Picture a scene where the waves are gently lapping at the shore and the boats are sitting at the dock with their sails furled.  You look at this and you think how quiet and peaceful this place is.

Picture a scene where the trees have been stripped of their leaves and the ground is full of holes and craters from bombs and artillery shells.  But now the air is silent and the smoke has drifted away and the time of war has given way to peace and it is time to rebuild.

The second picture suggests that peace is not always easily attained.  It suggests that there may be much struggle and loss and sacrifice before peace is finally achieved.

I thought about that last week as I sat with a young lady.  Her cancer has come back and spread to other parts of her body.  She has two young boys who are three and six years old.  As she talked she could not stop crying.  She couldn’t stop twisting her rosary in her hands.  Her thoughts covered the spectrum as she questioned how could God take her away from her two boys who need their mother to how could God take her away from her father who needed his daughter to the sins she had committed and now believed that God was punishing her for them by giving her this cancer but how could a loving God do this?

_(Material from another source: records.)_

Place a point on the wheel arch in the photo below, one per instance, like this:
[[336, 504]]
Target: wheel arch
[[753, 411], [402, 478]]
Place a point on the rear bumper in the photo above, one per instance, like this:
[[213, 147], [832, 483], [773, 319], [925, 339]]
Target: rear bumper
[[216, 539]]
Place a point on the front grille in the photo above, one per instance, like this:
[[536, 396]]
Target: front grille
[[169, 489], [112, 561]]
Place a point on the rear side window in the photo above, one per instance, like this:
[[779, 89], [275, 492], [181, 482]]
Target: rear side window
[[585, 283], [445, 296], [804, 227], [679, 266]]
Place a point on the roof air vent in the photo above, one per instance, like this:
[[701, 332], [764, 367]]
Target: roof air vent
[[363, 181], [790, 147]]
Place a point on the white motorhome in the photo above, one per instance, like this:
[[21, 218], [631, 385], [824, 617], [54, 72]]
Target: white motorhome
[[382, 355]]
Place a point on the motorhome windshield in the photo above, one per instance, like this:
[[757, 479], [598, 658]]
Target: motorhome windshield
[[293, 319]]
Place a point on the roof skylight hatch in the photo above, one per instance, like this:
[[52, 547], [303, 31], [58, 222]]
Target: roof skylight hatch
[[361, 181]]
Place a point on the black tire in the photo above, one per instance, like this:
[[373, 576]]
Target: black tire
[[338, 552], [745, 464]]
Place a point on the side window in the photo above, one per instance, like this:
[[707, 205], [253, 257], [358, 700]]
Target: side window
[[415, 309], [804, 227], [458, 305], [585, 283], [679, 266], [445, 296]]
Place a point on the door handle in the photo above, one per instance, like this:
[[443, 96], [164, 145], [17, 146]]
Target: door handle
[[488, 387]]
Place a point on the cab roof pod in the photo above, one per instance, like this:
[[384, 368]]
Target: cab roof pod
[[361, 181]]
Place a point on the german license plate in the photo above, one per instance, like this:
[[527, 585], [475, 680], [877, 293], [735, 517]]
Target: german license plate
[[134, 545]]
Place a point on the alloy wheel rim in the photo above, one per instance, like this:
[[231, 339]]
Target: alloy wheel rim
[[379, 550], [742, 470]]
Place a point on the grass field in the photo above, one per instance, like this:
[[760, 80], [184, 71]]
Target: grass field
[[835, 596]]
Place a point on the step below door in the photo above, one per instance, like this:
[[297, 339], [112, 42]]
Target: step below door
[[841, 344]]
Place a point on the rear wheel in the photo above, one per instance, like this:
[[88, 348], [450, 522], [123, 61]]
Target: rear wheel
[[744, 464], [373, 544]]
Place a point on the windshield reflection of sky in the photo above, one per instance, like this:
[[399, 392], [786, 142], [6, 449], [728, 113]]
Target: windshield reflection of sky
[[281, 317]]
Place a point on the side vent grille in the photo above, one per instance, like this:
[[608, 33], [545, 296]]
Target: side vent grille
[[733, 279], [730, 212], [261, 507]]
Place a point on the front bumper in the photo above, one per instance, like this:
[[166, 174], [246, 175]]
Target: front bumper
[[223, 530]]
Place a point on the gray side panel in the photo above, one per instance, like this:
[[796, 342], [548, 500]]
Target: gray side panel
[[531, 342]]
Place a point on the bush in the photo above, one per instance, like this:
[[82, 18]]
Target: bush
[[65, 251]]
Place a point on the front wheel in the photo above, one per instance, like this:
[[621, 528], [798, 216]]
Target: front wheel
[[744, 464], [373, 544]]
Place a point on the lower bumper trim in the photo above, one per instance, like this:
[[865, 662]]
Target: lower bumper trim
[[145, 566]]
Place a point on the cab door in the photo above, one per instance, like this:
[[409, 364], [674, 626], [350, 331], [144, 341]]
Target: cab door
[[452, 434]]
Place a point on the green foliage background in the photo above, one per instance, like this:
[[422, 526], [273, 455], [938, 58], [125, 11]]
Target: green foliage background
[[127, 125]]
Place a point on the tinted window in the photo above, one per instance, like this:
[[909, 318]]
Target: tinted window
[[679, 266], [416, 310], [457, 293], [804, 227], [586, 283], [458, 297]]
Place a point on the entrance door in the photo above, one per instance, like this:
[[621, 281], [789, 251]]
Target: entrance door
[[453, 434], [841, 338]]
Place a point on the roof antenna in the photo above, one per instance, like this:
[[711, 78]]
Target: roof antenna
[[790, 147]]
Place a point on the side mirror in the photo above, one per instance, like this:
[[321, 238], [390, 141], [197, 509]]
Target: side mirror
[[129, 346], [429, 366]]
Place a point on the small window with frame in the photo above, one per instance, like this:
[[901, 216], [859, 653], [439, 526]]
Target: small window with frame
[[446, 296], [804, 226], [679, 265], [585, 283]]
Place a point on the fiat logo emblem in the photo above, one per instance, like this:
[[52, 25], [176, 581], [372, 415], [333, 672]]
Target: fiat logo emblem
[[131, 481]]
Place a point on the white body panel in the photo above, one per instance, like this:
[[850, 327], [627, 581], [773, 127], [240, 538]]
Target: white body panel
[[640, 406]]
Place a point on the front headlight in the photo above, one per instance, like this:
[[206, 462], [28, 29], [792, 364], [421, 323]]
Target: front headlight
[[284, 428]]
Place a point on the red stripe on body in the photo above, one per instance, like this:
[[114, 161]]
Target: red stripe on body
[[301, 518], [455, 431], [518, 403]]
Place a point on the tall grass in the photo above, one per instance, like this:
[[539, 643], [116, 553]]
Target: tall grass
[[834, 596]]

As I listened to her I realized I was on a battle field.  She was fighting for her life and she was fighting for her soul.  She was fighting to understand all the complexities of good and evil and suffering and the meaning of life.  She was fighting to find God’s loving hand in the wreckage of her life.

Since that conversation I have thought about the words in Isaiah 53 where it says, “He was pierced for our transgressions, He was crushed for our iniquities, the punishment that brought us peace was on him, and by his wounds we are healed.”  For Jesus the price of peace was His ultimate sacrifice.  He gave everything he had.

Thinking about the price He paid and the price this young lady is paying you can see the parallel.  Before she can see the peace He has for her she has to come to peace with her mortality, her guilt, her anger, her shattered dreams, and her desire to come to peace with those she is estranged from.

So I crawled into her fox hole as the shells rained down.  As we prayed for a miracle to make the chemo kill her cancer I also encouraged her to look at what she might give some thought to.  What does she want her boys to know if she isn’t going to be there to raise them?  What does she want to tell her mother that she hasn’t spoken to in years?  Who does she want to stand with her in her battles and what does she want them to tell her to help her?

The price of peace is not cheap.  Ultimately all of us must give up everything if we would receive it.  Think about someone you know who might be lying in their foxhole feeling lonely and afraid and abandoned.  Think about how you might be the medic who needs to crawl to their foxhole to help them find the peace that has been won for them.